Aston Martin driver Sebastian Vettel is feeling optimistic about his new Formula 1 career with the team that morphed from Racing Point as he turns the page on a miserable last season with Ferrari.
Things went from bad to awful for the four-time F1 champion in 2020; he had just one podium finish and ended 10 of 17 races outside the top ten in 2021 amid a tense atmosphere worsened by the fact Ferrari did not offer him a new contract.
“The whole year was a challenge. I’m obviously not happy with how last year went in terms of performance, in terms of my performance.
“There are things that didn’t go well and things I would have liked to go differently. It’s not a secret that at stages I wasn’t at my happiest,” admitted Vettel.
Last year was a huge fall from grace for him, whose confidence was already shaken after he lost the 2017 and 2018 F1 titles to Mercedes driver Lewis Hamilton, despite leading both championships at the halfway stage.
A driver who still shares the F1 record with Michael Schumacher for most wins in a season – 13 with Red Bull in 2013 – and has 53 wins among his 121 podiums found himself outclassed by his junior teammate Charles Leclerc in 2019 and 2020.
When Leclerc was given a lucrative new contract through 2024 – and Vettel wasn’t even offered one -it became clear who was considered the number one in the team. The frown lines grew deeper on Vettel’s face as he finished the last three races of 2020 in 13th, 12th and 14th.
He recalled: “It hadn’t been to my standards. I’ve never really cared what people think or say, or write. That’s why it’s important I’m at peace with myself; I’ve very, very high expectations of myself.”

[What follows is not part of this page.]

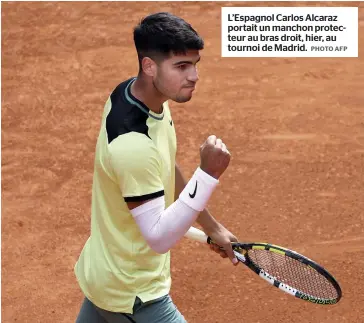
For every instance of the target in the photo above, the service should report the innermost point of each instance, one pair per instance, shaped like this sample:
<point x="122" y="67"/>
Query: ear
<point x="149" y="67"/>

The former Red Bull driver even courted his old team and also considered sabbatical even retiring but a move to Aston Martin has rekindled the 33-year-old German driver’s enthusiasm, “I’m not too old, there are older drivers returning to the grid.
He is of course referring to the likes of Kimi Raikkonen (41), Fernando Alonso (39) and Lewis Hamilton (35). “I don’t think it’s an age thing, I think it’s more a question of if you have the team and the car around you.”
The Aston Martin team runs on Mercedes engines and is owned by Canadian billionaire Lawrence Stroll, whose son Lance Stroll is the team’s other driver. The ambitious plan is to make the tam into a title contender within three to five years.
Vettel hinted that the atmosphere at Aston Martin is less polemic than it was at powerhouse Ferrari. The Italian manufacturer with its bright red car remains the most iconic name in F1 history, but have not won a drivers’ title since Raikkonen in 2007 and its last constructors’ title was in 2008.
Vettel said of Aston Martin: “It’s obviously very small if you compare it to Ferrari at first. Things are a bit different, but it’s not about the fancy looks or the fancy expensive designer chairs in the office, it’s more about the work that is done behind the scenes.”
The next chapter of Vettel’s stellar F1 career starts on Sunday at the Bahrain Grand Prix, this time in the British racing Green of this new and exciting project.